From The Story of Dartmouth, by John P. Martin:
In the winter of 1885, Dartmouth’s new rink attracted enthusiastic crowds to witness our first indoor hockey matches, and to participate in skating carnivals. The management put on three separate carnivals because the cold weather provided ice almost to the end of March.
The steel drawbridge was swung into place, and in March the first locomotive crossed to Dartmouth and steamed down as far as Black Rock. In October the first trainload of sugar went out from Woodside Refinery consigned to Vancouver by an all – Canadian route.
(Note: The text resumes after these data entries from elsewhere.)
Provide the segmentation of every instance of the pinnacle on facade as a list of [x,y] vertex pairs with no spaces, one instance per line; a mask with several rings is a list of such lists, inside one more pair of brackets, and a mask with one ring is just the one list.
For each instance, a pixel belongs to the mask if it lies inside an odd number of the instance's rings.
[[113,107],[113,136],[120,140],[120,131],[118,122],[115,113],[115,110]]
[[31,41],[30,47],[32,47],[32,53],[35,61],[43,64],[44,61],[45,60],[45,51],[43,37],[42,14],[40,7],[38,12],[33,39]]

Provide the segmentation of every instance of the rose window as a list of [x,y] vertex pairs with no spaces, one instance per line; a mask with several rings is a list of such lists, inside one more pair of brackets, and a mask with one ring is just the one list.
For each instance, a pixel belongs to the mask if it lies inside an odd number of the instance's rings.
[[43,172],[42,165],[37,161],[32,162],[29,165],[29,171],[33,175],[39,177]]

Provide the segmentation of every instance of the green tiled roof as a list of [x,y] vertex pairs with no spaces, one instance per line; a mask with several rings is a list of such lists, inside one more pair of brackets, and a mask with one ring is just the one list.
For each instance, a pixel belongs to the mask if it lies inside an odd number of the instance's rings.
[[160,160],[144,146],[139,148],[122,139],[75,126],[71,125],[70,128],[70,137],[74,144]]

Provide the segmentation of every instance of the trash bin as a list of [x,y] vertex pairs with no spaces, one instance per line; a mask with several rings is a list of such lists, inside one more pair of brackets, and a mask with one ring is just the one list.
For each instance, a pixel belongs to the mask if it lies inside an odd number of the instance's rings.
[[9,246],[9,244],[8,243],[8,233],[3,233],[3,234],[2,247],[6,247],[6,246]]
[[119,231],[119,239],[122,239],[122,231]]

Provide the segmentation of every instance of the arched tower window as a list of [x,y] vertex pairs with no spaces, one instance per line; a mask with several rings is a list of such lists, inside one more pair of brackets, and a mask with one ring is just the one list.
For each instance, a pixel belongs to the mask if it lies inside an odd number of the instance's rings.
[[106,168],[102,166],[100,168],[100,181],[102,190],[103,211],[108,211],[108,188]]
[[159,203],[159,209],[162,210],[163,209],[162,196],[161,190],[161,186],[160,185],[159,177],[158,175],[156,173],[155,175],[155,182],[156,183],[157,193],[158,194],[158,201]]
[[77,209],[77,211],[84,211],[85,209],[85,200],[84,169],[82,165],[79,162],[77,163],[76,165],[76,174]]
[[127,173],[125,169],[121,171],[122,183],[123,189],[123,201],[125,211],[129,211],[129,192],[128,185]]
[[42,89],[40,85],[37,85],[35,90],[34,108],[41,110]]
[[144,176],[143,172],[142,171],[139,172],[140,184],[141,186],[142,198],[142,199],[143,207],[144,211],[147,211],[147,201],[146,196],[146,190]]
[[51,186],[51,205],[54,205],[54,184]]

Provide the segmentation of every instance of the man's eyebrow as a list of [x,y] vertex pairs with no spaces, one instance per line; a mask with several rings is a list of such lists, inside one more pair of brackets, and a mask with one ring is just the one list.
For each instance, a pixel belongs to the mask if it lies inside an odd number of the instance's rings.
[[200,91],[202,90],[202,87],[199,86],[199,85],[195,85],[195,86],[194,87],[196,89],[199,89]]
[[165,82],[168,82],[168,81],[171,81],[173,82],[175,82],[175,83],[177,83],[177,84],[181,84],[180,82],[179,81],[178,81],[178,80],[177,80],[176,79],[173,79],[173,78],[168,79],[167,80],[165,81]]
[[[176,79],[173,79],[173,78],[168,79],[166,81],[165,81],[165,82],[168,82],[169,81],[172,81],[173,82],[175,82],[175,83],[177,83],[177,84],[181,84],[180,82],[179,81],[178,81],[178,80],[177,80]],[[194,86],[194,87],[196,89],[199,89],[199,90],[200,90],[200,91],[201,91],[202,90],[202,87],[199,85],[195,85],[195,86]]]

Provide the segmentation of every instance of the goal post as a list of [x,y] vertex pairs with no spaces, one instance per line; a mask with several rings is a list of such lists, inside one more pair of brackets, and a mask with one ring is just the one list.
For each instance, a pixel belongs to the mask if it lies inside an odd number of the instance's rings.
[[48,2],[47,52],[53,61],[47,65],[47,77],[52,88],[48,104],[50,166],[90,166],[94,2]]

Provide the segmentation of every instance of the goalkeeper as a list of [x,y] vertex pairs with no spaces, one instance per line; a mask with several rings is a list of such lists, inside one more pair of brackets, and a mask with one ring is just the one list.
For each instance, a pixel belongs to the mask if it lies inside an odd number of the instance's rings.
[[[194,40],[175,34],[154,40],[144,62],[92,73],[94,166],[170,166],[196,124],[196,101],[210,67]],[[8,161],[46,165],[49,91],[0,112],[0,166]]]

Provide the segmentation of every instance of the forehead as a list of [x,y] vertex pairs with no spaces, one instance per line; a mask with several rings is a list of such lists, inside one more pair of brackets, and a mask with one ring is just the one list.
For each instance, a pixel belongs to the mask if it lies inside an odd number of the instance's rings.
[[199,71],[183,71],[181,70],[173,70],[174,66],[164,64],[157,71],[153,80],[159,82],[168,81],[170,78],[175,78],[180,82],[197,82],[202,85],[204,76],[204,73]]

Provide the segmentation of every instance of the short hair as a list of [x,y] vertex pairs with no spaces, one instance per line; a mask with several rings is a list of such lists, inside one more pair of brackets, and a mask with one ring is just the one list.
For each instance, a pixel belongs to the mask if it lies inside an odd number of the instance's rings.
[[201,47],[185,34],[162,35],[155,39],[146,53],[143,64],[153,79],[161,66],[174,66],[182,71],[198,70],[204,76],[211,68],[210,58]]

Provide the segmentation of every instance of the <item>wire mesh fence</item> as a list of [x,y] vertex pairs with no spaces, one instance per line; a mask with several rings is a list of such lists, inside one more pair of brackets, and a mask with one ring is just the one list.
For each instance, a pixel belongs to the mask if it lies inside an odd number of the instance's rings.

The Riel Rebellion broke out and caused some little excitement, especially when 30 Dartmouth men left for the Northwest in April. The available list of these volunteers included Captain B. A. Weston, Sergeant Wm. Fluke, Piper John “Jock” Patterson; Privates George Chapman, William Chapman, Samuel Chapman, John Meaden, Frank Clark, Starr Hill, Henry Romans, Benjamin Isnor, Edward Griffin, William Leadley, John Conrod, John Hunt, Charles Waterfield, Stewart Gentles, Edward Busby, David Johnston Jr., W. H. Walker, William C. Bishop and James Shrum. Others enlisted for service but were later discharged when hostilities ceased in June.
Dartmouth’s two large schools were now overcrowded. Little children from as far south as Woodside area were obliged to travel the long distance to Park School because Central School taught only higher grades. In the spring of 1885, a primary class for boys was started in the Town Hall, under Miss Bessie Hume.
Meanwhile a lot of land on the Burton estate was purchased for $600, and two-roomed wooden Hawthorne School constructed by John T. Walker. It was called “Ward One School”, and opened in November. Judge James deeded a strip of his field for a street to lead thither from Cole Harbor Road. He named it for his wife who was Harriet Hawthorn. But somebody tagged the letter “e” to the end of the word, and gave us the present misspelling.
More accommodation was obtained by abolishing the high school department at Central, and sending the students to the County Academy at Halifax. The Town also opened another class under Miss Mary Fletcher in the old Dustan house at ‘‘Woodside”, pending the erection of a combined church and school, adjoining “Woodside” on the east, which was being financed by the Sugar Refinery. In later years this building was moved near the plant.